After Texas A&M struggled on the road against No. 14 LSU and No. 5 Missouri, Manziel returned to form, rested and healthy in the Chick-fil-A Bowl. After trailing Duke 38-17 at the half, Johnny Football came alive under the bright lights, leading the offense into the end zone for four offensive touchdowns in the second half to play catch-up to the Blue Devils in order to get the New Year's Eve victory.
More important than the win?
How Manziel handled the game itself. The redshirt sophomore got his classmate, Mike Evans, under control following the big receiver's early angry outburst. Even when the game looked like it was slipping away, the 2012 Heisman winner kept himself and his offense focused.

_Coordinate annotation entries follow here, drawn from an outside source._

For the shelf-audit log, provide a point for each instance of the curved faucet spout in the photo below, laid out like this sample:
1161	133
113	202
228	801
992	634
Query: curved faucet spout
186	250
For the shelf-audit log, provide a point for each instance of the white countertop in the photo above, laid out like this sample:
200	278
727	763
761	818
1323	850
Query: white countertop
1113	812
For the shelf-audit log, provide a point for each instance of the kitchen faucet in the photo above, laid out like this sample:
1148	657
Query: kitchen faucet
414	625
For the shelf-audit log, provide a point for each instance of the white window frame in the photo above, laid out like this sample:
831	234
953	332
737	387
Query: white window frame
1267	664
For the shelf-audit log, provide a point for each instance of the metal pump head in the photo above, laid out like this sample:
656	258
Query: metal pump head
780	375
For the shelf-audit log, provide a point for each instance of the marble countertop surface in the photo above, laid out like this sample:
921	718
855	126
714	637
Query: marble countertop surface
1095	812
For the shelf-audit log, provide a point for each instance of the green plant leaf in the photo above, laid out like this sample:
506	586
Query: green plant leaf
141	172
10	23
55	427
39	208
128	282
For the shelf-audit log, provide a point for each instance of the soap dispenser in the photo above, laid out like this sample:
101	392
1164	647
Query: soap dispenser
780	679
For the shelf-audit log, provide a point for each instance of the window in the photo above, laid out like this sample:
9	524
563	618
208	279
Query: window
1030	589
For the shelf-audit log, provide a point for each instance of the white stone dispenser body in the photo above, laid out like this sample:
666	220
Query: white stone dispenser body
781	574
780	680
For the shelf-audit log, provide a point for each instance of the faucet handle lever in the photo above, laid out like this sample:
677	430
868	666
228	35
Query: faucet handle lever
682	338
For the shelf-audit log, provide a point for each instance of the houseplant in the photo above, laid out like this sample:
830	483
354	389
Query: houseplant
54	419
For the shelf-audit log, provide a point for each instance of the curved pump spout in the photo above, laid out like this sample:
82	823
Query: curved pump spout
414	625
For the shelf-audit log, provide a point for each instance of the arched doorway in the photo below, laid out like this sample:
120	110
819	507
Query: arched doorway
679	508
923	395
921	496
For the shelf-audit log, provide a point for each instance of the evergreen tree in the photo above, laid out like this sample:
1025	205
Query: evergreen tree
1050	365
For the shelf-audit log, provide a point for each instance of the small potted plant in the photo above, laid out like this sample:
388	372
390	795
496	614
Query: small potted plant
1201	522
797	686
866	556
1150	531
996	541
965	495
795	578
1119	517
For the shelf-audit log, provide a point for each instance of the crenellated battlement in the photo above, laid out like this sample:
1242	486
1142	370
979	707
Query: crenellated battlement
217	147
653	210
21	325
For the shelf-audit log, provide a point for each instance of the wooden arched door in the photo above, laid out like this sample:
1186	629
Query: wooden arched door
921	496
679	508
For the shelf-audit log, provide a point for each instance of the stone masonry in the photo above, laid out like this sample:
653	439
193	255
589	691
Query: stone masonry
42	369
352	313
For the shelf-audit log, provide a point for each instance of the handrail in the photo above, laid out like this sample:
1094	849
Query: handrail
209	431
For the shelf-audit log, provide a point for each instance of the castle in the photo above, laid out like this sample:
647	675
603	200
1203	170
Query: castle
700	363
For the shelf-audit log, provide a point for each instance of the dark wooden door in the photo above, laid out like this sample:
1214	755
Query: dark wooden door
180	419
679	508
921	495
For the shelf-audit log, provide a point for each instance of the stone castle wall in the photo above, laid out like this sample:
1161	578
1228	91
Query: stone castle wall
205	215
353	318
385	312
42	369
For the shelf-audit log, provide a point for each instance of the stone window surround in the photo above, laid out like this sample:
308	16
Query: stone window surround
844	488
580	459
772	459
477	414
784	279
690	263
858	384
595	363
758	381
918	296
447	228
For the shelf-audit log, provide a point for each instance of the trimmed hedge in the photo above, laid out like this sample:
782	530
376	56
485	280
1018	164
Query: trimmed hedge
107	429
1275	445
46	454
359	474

Most importantly, the quarterback got the defense fired up. He let them know that he believed in them, that the game belonged to A&M and it was up to the defense to go out and snatch the victory for the Aggies. It was the defense understanding that its leader needed it to bow its neck and get a win that made the difference as the much-maligned unit iced the game in its final minutes.
There is, of course, more to Manziel than the simple buzzwords. After all, GMs don't just want a winner or a leader, it is understood that they'd also like to get a real, actual, high quality quarterback.
Make no mistake, Johnny Football has them covered there.
A season ago, the quarterback was a runner who could throw the ball down the field when he had to. He had Heisman moments that were rooted in hoping no one hit him and trying to keep the ball moving toward the end zone. He was a phenomenal player, but not a very good quarterback.
That changed in 2013, when Manziel answered the bell at the quarterback spot. Texas A&M asked him to work through his reads, and he did it. Texas A&M asked him to get through a progression, and he did it. Texas A&M asked him to be patient in the pocket, and he did it. Everything that Johnny Football needed to work on to become Johnny Quarterback, he did, and that work showed up in his play on Saturdays.
In 2013, he proved the doubters wrong as he showed he could make effective adjustments and had not yet reached his ceiling. He made himself into a quarterback by growing up with the offense and expanding his play at the position. He displayed the arm to make the long throws and the touch to make the short throws.
Against Duke, standing on the NFL right hash, the quarterback pushed the ball to the left sideline on a rope. That throw displayed not just the distance, but the velocity that is a must to stop cornerbacks from breaking up the long pass.
Oh, and he still has that knack for getting out of trouble and doing something special when he has to.
GMs in the NFL, pull the trigger on Manziel, he's a guy that a team on the quarterback hunt cannot afford to pass up.